Who Was Anna Delvey's Real-Life Boyfriend?
Anna Delvey eventually achieved her life-long dream of living like a celebrity baller. However, it's doubtful she'd envisioned being immortalized as the "Soho Grifter." In 2018, New York Magazine wrote about a shady alleged German heiress who was actually born in Russia and wasn't an heir to anything. Oh, and it was really Anna Sorokin, not Delvey. She used the privilege that comes with a title and her grifting skills to facilitate a meteoric rise through New York's elite art and fashion world — and to steal an estimated $285,000 from friends, associates, and banks.
Once the game was up, Anna was banged up behind bars. She was forced to swap her fabulous haute couture for a one-piece jumpsuit in a ghastly shade of orange and her shiny Louboutins for plastic Crocs. Well, they do say that orange is the new black. Shonda Rhimes realized it was a story way too good to miss out on. She snapped up the rights and turned the scamfluencer scandal into a smash hit Netflix series, "Inventing Anna."

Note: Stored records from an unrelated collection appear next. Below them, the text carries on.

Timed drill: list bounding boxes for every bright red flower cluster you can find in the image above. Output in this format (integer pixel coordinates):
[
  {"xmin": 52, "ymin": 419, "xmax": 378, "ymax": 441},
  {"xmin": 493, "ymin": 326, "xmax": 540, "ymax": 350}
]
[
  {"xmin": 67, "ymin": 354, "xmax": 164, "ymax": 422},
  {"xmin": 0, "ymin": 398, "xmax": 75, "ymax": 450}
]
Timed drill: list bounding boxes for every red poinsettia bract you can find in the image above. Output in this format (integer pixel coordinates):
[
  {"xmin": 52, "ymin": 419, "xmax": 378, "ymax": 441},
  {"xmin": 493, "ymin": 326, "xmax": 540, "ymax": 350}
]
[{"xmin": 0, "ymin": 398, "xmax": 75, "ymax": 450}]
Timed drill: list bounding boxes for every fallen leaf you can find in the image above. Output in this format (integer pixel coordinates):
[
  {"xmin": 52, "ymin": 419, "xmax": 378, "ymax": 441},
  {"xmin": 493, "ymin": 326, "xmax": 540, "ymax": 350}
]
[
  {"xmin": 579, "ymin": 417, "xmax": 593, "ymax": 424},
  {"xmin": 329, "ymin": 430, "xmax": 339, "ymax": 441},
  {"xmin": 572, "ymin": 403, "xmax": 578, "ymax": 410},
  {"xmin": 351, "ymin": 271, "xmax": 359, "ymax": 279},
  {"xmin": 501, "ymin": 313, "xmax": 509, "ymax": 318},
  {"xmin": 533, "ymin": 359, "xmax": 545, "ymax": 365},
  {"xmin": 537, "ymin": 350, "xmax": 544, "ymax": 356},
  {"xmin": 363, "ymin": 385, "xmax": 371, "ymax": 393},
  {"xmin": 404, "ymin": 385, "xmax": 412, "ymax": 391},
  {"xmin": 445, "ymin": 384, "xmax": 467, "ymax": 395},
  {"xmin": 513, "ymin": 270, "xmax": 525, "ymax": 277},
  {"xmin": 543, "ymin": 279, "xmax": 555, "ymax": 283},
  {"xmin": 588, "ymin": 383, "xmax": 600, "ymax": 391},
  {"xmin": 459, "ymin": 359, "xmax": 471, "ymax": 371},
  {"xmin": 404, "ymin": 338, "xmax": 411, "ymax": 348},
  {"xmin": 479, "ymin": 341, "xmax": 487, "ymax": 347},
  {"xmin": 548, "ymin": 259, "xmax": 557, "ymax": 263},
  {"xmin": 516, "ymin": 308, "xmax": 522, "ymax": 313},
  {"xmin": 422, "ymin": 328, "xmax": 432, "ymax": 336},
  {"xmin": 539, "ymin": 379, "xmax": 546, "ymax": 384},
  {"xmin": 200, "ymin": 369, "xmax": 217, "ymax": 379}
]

Ozark star Julia Garner landed the role of Anna, which she played to perfection, even nailing the "consistently inconsistent" accent. "This is probably the hardest job I've ever done," Garner told Elle. Meanwhile, Anna's fake life was laid bare on the screen. One aspect of it was her tech boyfriend, the fictional Chase Sikorski. But the character actually had a lot in common with Delvey's real-life ex-boyfriend.
Anna Delvey's real-life boyfriend is as fantastical as her
It's amazing there are still things you don't know about Anna Delvey. Like, who was the fake socialite's real-life boyfriend? In "Inventing Anna," he's called Chase Sikorski and is a tech dude creating an app. As is often with tech start-ups, what the app does is a little hazy. Sikorski's Wake app supposedly "records your dreams." As Parade notes, it's an uncanny parallel with Hunter Lee Soik, another tech dude with an app that he talks about but never gets made.
In 2013, Soik launched a Kickstarter for Shadow — an app that records your dreams — and raised $82,577. The New Yorker ran a profile of the Korean-born tech dude. Soik was adopted at two and a half and moved to the U.S. He dreamed of being a pro skateboarder but settled on studying photography. Soik quit the Brooks Institute after three days. However, he was scouted by a talent rep, starred in a Coke ad, and launched a production company. Next, he developed apps for Stella McCartney before the idea for Shadow hit after working with Kanye West and Jay-Z.
Soik said he learned about dream psychoanalysis from "Freud and Jung, and Allan Hobson." Then he whipped up a web page asking people to "sign up" if they dug the app concept. "Two hundred and fifty thousand people visited within four weeks," he claimed. "Thirty thousand said they would take part." As of August 2022, the app still hasn't materialized, leading many backers to leave angry comments on Kickstarter.
Anna Delvey isn't sorry for anyone — other than herself
Anna Delvey was flying high thanks to scamming New York's elite. She lived the life she'd always dreamed of until suddenly, there was no Delvey, only Anna Sorokin. She was given a four to 12 years sentence for her frauds and falsehoods. "The thing is, I'm not sorry," Anna told The New York Times. "I'd be lying to you and to everyone else and to myself if I said I was sorry for anything."
Insider reported that Anna was released from prison in 2021 after four years. She'd served two years pre-trial at Rikers Island and two at the Albion Correctional Facility in upstate New York. Anna was finally free, but not for long. She was locked up by ICE a short time later for overstaying her visa, and she's also facing deportation. "I lived out most of my adult life in NY, and a lot of my friends and support system are based in the US," Anna told Fox News.
Meanwhile, at least Anna doesn't have to worry about money now. According to Insider, Netflix paid her $320,000 for the rights to her story. Who says crime doesn't pay? However, it's unlikely Anna will be watching the series. In an op-ed for Insider, she wrote, "Even if I were to pull some strings and make it happen, nothing about seeing a fictionalized version of myself in this criminal-insane-asylum setting sounds appealing to me."